The roll listed the Priory’s lands in Nonington and Womenswold as:
‘One other rent of ours of twenty pence and service due to us yearly, arising from one tenement (dwelling and out-buildings) and lands in Holestrete in the parish of Nunyngton  in the said County of Kent, now or lately of Richard Mockett.
“One other rent of ours of eight pence and service due and belonging to us yearly, arising from certain lands in Holestrete aforesaid called the Church Landes [Clerk’s Acre] now or lately of the Wardens Of the Parish Church of Nunyngton aforesaid.
“One other rent of ours of 15/3d. And service due to us yearly ect……certain lands called Deanehill (Denne Hill) in Wymyngeswold in the parish of Kingston held by (blank) Watson.
Also, 15/3d. rent from aforesaid Deanehill held by Thomas Deane and John Nethersole”.
The total Revenue from the above was 30s 6d or £1.521/2 p. 

The above is the first mention of a tenement on the land and possibly indicates that the present Butter Street Cottage was built in the early 1550’s. The John Nethersole referred to was a member of a wealthy local land-owning family and a local favourite of Henry VIII.

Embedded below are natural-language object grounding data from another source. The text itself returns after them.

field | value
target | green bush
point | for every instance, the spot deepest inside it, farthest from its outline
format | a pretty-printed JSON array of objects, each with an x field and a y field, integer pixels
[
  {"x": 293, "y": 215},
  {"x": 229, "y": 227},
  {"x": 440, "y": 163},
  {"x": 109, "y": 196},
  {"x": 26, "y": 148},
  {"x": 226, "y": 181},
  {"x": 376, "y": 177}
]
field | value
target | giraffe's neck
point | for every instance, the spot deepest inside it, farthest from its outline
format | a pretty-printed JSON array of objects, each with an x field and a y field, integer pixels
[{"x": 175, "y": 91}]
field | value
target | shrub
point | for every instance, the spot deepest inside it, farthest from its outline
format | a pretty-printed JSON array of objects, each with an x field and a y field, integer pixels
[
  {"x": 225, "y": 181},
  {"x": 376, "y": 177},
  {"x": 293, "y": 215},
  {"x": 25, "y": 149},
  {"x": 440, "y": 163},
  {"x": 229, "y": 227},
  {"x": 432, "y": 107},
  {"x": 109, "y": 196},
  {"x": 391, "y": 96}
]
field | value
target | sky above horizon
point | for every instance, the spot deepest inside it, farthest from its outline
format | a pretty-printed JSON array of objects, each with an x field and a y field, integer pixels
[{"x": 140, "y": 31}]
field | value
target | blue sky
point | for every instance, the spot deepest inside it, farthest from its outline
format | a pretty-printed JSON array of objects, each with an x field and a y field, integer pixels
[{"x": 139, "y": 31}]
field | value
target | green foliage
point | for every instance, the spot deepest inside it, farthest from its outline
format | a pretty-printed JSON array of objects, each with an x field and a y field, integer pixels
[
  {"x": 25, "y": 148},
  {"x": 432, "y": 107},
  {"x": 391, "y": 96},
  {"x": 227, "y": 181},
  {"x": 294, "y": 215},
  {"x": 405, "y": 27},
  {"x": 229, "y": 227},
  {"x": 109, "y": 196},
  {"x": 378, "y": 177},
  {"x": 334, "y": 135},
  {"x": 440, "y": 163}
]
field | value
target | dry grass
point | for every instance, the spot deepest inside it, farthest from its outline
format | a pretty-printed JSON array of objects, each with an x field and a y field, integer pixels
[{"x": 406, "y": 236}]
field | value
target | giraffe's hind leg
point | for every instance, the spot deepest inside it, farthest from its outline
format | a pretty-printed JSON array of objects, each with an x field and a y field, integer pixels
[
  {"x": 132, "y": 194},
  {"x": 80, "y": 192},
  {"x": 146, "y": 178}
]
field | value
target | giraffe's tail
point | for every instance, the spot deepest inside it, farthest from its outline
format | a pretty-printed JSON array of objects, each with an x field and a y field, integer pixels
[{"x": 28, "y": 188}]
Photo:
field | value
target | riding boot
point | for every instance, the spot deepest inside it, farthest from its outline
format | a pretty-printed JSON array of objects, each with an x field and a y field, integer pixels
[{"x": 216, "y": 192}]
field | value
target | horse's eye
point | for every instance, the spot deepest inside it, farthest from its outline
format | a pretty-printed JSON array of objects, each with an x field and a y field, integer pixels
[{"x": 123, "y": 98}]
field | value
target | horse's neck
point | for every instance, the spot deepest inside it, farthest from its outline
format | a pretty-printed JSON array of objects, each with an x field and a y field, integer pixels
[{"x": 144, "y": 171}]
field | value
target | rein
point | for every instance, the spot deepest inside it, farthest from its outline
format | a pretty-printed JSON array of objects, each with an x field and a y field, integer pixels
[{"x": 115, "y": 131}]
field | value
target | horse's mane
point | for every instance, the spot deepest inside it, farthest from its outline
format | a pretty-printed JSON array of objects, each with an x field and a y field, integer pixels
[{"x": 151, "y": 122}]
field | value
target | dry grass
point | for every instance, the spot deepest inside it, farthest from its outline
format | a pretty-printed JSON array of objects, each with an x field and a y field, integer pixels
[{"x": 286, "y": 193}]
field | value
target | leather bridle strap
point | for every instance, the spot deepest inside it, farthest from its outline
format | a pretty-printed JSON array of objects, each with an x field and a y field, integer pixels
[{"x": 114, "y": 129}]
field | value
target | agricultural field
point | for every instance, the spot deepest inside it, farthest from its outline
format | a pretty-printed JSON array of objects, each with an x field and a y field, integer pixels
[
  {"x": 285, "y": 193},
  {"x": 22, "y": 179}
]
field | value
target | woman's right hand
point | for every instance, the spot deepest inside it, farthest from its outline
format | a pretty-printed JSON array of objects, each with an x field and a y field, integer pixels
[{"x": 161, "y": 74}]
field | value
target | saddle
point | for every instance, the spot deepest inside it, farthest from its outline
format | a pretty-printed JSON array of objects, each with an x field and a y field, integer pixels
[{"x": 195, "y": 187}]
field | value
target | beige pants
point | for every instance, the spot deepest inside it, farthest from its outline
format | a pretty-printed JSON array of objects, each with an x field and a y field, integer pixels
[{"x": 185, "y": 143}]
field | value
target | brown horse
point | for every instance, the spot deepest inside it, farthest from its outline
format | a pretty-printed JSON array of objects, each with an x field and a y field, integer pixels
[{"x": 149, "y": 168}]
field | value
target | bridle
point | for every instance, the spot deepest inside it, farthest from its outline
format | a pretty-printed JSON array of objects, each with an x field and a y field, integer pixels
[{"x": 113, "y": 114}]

Mary died in 1558 and was succeeded by her-half sister Elizabeth, a staunch Protestant like her half-brother Edward VI. The newly crowned Elizabeth  confiscated the Knights restored properties in 1559, but, despite the seizure of the Order’s recently restored property, there was no suppression of the English Grand Priory. The remaining handful of English knights  joined their brethren abroad and later fought with the Order against the Turks during their besieging of the Order’s  headquarters on the island  of Malta in 1565.
The Boys family acquired the Holt Street Butts tenement and absorbed it into their Holt Street estate during the late 1500’s, and Holt Street was eventually sold around 1684 by Christopher Boys to Fulke Rose, a Jamaica merchant. Holt Street eventually came into the possession of infant Sir Brooke Bridges of Goodnestone in the 1750’s.

In the second decade of the 19th century the majority of the Holt Street estate and Woolege Farm in the neighbouring Womenswold parish was bought back into the Fredville estate by the Plumptre family in whose possession Fredville still remains.  However, the Holt Street Butts tenement, which eventually became known as Butter Street Cottage, was one of several small properties excluded from the sale and retained by the Goodnestone estate. These retained properties included the present Farthingales at the bottom of Old Court Hill, the land that Nonington school is built on, and Cookys Farm just above the Holt Street cross-roads.

After World War II Butter Street Cottage became known as “Posty Morgan’s Cottage” after the long serving village postman who lived there for many years and older villagers still use this name when referring to it. “Posty” Morgan lived there until his death the mid-1960’s. After “Posty” died the Goodnestone estate sold the cottage which by then had long since  been detached from its “five rods of land”. The cottage was  badly damaged by fire and extensively restored in the 1980′s.